Сперва он сотворил глаз, вырезав треугольное отверстие кончиком ножа и аккуратно вытащив мякоть. Зажав в руке лезвие, провел двумя пальцами по его тупой стороне, стряхивая мякоть из глаза на предусмотрительно расстеленную возле раковины газету. Второй глаз, нос, кричащий овальный рот. Готово. Правда, придется еще вручную вычистить наполненную семенами волокнистую сердцевину и вставить толстенькую церковную свечку. Веди их, святой огонь, сквозь тьму и невзгоды. Ко мне. К крошке-малютке.

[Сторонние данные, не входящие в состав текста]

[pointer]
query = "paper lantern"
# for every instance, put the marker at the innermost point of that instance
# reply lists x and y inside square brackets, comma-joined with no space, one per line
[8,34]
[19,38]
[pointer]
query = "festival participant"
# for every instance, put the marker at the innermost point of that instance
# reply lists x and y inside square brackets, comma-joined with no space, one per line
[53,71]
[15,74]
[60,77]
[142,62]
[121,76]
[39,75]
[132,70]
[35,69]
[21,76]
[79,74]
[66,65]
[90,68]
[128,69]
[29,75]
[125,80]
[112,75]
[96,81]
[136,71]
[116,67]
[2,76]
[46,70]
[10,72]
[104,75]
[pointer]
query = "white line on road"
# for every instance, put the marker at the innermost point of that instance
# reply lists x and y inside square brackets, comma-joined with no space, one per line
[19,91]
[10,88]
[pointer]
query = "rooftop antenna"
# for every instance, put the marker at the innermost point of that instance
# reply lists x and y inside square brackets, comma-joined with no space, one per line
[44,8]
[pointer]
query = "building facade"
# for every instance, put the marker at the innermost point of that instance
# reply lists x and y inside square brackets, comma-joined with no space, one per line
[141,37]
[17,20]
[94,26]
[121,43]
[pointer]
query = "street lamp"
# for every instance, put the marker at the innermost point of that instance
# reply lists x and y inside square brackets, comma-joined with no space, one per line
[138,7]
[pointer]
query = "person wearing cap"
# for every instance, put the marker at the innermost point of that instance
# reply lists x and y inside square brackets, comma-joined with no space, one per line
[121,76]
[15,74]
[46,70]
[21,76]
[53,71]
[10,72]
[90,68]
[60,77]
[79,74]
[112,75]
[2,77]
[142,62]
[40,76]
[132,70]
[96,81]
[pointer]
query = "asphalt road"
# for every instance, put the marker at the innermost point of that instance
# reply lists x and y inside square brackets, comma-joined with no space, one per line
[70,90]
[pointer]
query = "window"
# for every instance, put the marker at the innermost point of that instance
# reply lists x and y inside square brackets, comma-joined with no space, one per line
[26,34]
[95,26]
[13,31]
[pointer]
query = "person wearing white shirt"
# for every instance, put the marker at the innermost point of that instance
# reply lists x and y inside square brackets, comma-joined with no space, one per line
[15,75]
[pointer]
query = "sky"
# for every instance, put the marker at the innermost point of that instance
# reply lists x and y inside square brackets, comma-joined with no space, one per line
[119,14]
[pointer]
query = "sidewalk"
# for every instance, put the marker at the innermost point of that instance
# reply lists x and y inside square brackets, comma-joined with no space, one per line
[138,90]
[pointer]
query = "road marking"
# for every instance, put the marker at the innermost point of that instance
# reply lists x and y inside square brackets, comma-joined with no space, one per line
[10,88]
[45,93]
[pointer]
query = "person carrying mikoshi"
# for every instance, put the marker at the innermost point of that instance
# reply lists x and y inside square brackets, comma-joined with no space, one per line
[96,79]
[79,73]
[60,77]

Он высыпал несколько пакетиков со сладостями в большую миску для картофельных чипсов, прикасаясь то к одному, то к другому: круглые карамельки, терпко-кислые леденцы, шоколадные конфеты для детей. Некоторые надкусил, распробовав вкус начинки. Еще чуть-чуть. Не слишком много, потому что некоторые коллеги за спиной уже называли его толстожопым. И аппетит бы испортился перед праздничным обедом, с которым он надеялся управиться до темноты. Завтра надо подумать о диете и более простой пище.

Когда стемнело, он вынес тыкву на крыльцо, водрузил ее на маленький, но высокий столик, накрытый давно не используемой по назначению простыней. Он обвел взглядом их старый квартал. За оградами других домов и фасадными окнами светились причудливые лица новоприбывших. Праздничные гости, зашедшие переночевать, даже не надеясь дожить до завтрашнего дня. Дня всех душ. Отец Микивиц служил раннюю заупокойную мессу, — наверное, он успеет посетить ее перед работой.

До сих пор никаких детей. Погоди. Вот, бегут по улице: чучело, робот и — кто еще? — белолицый клоун. Нет, это не существо с головой-черепом, как он сперва решил, бледной, с пустыми глазницами, наподобие луны, холодно сияющей в ясную ночь. Застывшие брызги звезд.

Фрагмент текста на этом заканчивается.